Solid validity was concluded for a practical, simulation-based clinical lung ultrasound (LUS) test.

Background: Clinical lung ultrasound (LUS) is a fast bedside diagnostic tool which can assist clinicians in decisions regarding the treatment and monitoring of patients with respiratory symptoms. LUS training and education differ widely, and is often done in a clinical setting, with potential risks for patients if decisions are made based on the wrong interpretations. No clear guidelines or recommendations for objective and standardized assessment of LUS skills exist, and those that do are often based on a fixed time-frame or an arbitrary number of examinations performed; this does not ensure adequate competencies.

Objectives: The study aimed to develop and gather validity evidence for a practical, simulation-based test in LUS.

Methods: Nine cases were developed in collaboration with 3D Systems Healthcare, Littleton, CO, USA, representing the most common diagnosis and sonographic findings in patients with respiratory symptoms. Thirty-six participants with different levels of competence in LUS, completed the test. The participants were divided into groups, i.e., novices, intermediates, and experienced, according to their experience with LUS, the number of examinations they had performed, and any research they had conducted. Their answers were used for item analyses.
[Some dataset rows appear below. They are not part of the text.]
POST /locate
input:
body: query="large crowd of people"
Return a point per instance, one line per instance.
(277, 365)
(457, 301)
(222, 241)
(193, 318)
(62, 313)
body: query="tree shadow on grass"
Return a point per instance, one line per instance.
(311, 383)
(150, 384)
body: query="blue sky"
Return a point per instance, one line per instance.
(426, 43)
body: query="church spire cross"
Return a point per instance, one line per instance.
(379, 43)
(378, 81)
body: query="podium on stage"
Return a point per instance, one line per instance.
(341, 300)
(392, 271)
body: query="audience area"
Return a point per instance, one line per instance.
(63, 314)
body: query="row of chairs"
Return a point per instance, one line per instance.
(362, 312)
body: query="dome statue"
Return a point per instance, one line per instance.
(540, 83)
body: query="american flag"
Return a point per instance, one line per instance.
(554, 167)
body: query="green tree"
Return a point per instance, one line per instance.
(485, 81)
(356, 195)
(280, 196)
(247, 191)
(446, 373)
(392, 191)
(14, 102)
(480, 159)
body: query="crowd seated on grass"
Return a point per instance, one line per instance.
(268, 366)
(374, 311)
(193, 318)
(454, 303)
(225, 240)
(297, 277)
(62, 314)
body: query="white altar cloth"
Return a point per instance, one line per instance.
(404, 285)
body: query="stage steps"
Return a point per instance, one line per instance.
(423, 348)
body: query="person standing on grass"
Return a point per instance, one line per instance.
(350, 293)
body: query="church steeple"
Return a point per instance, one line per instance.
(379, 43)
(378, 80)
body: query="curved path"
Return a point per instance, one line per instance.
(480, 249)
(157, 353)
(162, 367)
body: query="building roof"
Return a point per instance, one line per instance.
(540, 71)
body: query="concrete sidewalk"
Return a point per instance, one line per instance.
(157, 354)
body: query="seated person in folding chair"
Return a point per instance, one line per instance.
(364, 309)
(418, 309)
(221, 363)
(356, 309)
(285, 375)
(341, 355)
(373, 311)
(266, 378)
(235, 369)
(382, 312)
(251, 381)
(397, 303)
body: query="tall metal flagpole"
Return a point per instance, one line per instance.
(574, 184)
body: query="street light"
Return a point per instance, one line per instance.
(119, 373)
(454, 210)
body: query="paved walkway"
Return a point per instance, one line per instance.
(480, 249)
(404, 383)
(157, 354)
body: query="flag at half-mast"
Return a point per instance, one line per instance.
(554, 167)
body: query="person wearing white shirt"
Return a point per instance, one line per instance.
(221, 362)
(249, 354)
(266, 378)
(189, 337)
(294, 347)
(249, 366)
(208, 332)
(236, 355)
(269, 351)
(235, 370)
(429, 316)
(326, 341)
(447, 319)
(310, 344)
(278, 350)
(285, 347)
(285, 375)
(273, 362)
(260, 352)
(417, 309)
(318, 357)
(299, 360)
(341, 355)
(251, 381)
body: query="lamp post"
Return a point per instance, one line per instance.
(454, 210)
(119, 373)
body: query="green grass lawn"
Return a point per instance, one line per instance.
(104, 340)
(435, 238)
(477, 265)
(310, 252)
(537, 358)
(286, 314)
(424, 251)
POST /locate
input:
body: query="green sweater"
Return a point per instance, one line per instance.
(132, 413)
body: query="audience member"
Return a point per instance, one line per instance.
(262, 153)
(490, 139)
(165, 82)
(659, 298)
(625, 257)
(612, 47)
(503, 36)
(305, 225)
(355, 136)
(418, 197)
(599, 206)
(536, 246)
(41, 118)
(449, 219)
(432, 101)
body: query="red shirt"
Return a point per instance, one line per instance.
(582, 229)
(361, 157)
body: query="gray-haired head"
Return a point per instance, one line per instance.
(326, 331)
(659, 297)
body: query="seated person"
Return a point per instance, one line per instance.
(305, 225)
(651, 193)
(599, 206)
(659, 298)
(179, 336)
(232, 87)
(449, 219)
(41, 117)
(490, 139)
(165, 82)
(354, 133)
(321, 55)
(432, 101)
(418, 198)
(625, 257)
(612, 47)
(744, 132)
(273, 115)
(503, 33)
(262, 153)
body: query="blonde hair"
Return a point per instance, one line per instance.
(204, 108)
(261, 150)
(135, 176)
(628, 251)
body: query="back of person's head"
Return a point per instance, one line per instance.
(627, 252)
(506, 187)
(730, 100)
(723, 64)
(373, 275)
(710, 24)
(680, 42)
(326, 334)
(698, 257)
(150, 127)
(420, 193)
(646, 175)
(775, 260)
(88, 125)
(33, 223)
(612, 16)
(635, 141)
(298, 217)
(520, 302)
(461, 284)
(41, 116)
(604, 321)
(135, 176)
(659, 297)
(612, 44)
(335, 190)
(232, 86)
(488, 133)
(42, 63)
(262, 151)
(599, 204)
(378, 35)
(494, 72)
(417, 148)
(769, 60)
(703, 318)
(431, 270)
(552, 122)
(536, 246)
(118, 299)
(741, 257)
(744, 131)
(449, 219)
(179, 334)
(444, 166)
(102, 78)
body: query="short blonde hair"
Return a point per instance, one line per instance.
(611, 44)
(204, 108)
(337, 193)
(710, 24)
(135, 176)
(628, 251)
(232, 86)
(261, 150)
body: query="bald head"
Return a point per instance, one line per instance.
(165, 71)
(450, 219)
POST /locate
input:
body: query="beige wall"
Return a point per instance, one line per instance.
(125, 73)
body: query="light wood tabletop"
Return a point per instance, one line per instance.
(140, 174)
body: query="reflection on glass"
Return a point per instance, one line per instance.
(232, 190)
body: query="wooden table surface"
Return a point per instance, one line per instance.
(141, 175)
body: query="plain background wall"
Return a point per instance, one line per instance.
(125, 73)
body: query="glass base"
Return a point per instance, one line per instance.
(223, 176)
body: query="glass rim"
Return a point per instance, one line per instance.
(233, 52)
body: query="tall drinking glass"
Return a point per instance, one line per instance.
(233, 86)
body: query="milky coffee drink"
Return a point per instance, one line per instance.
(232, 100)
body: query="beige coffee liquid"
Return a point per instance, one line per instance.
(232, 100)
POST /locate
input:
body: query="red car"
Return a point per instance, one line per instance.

Results: The intraclass correlation coefficient, Cronbachs’ α, was 0.69 summarized, and there was a statistically significant difference (p < 0.001) between the novices and the trained participants (intermediates and experienced). A pass/fail score of 16 points was calculated according to the contrasting-groups method.

Conclusion: We developed a test for the assessment of clinical competencies in LUS. The test proved solid validity evidence, and a pass/fail standard without any false-negatives, and only 2 explained false-positives.